For the period predating Omicron BA.1.* emergence, we found that B.1.1.7 was consistently the lineage with the highest coefficient for enrichment of TFP-homoplasies, reaching statistical significance for ≥ 2% thresholds. However, TFP enrichment was similar across lineages and not found for specific genomic regions (Extended Data File S1) 31 . Although not significantly different, TFP-homoplasies were slightly more abundant in the small linker domain 35 of the N protein, ORF3a, and ORF8 for this time period ( Figure 3B and C).
All considered major lineages were associated with increased TFP-homoplasy emergence for ≥ 1% thresholds during the timeframe which includes Omicron BA.1.* as the dominant variant. Although not consistent for different thresholds, the rank of lineage coefficients was Other lineages > B.1.1.7 > AY.4.* > BA.1.* > AY.* (non-AY.4.*) for threshold = 2%. Once again, there were no statistically significant results at the 2% threshold regarding genomic regions (Extended Data File S2) 31 . However, N:linker domain, ORF3a, S:FCS, ORF7a, and ORF10 presented a higher number of TPFs per site ( Figure 3D and E), which is relatively consistent with the preceding period.
Normalising homoplasy counts by the size of each genomic region (giving less weight to larger genomic regions) has a large influence in interpreting the relative rates of TFP acquisition. This is especially demonstrated by NSP3, which accrues more TFPs due to its size of 5835 nucleotides ( Figure 3B and D), but when normalised has a similar distribution of TFPs compared to other genomic regions ( Figure 3C and E).
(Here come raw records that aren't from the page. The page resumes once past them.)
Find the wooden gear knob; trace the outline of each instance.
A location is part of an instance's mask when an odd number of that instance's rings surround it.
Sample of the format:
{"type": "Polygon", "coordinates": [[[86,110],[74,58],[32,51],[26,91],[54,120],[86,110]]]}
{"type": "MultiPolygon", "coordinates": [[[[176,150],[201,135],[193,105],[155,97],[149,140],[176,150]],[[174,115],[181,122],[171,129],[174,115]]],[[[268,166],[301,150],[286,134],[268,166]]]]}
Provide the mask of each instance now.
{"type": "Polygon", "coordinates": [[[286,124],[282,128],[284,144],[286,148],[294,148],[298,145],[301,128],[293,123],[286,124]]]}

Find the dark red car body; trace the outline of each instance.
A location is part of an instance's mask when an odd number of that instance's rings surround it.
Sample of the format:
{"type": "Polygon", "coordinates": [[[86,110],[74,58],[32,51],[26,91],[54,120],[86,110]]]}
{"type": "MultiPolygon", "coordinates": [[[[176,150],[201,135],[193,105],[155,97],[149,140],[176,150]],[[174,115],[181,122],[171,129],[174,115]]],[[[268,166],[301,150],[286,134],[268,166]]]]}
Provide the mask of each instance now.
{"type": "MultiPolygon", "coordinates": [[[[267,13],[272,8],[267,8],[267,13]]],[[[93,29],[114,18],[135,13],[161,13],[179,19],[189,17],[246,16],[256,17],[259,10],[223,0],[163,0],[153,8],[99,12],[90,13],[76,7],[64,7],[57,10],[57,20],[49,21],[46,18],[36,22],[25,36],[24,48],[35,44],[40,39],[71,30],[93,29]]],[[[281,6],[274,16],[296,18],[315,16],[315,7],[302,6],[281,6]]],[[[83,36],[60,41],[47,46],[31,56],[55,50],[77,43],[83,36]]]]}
TFPs along the SARS-CoV-2 genome and comparison with other approaches for detecting sites under selection
When comparing the 30 most frequent mlscluster TFP-homoplasies against the 30 mutations under positive selection detected by the HyPhy-based approach 22 for the cluster threshold = 2% and period before Omicron emergence, we detected three concordant sites (S:67, S:95, and S:484), 27 positively selected sites only detected by HyPhy, and 63 sites only detected by mlscluster statistics (Extended Data Figure S5) 31 . For the timeframe including Omicron, we identified two sites under selection concordantly between methods and with the previous period (S:67 and S:484), 28 discordant results, and 51 new potential TFPs across seven proteins/ORFs ( Figure 4A).
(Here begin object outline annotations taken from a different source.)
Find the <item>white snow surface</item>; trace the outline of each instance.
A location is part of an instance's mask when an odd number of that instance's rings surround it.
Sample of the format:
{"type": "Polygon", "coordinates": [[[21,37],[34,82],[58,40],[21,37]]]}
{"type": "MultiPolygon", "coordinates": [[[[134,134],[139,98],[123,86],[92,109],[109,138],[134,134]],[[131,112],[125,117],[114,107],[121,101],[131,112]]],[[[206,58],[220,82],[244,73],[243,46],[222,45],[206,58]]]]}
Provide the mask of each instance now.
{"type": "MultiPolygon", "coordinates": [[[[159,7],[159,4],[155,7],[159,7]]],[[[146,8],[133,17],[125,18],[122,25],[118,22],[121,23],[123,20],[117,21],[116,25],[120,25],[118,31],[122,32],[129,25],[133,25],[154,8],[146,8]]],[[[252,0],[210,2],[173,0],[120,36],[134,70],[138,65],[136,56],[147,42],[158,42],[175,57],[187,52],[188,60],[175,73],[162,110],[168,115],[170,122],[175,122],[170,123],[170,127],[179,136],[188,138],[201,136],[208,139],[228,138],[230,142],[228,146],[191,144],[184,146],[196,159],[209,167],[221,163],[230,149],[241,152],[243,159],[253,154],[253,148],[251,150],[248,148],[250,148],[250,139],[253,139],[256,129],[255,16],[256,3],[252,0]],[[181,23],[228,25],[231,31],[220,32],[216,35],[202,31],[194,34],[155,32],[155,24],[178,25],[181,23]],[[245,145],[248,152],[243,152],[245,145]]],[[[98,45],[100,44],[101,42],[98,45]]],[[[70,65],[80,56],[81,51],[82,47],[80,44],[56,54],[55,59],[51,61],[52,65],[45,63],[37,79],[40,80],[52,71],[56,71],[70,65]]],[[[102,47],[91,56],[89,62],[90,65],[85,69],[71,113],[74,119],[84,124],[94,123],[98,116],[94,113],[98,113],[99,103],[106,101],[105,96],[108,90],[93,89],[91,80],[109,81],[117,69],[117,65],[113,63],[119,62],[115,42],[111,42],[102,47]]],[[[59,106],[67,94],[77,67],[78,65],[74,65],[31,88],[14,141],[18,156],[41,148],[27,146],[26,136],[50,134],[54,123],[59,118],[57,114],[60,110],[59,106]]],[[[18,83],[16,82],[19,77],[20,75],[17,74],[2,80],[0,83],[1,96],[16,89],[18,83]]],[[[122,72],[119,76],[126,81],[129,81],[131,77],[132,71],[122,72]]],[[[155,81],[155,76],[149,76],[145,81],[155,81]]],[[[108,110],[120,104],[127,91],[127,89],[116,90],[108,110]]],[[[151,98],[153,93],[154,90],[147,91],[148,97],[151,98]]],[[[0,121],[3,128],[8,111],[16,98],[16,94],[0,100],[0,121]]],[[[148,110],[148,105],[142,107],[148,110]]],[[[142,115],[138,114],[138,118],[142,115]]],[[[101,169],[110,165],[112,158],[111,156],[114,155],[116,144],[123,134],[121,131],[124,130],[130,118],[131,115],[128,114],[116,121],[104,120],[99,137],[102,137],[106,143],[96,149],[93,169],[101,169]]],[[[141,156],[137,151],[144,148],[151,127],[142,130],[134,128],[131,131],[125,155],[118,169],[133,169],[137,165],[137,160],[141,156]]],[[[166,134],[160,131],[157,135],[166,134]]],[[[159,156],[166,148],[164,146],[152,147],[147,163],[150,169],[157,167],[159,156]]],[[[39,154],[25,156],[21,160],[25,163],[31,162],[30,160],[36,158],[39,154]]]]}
The top 30 most frequent TFP-homoplasies across lineages shows that the B.1.1.7 (n=22) and the AY.4.* (n=21) were similarly enriched for those highly-frequent TFP-homoplasies up to mid-November 2021 (Extended Data Figure S5) 31 , while AY.4.* (n=20) was notably the major lineage harbouring more TFPs ( Figure 4B, Table 1) when considering Omicron BA.1.*. Morever, the analysis of lineage-specific top 30 TFP-homoplasies regardless of threshold shows that less than half of those are firstly detected on smaller cluster thresholds (up to 2%) (Extended Data Figures S6-S10) 31 .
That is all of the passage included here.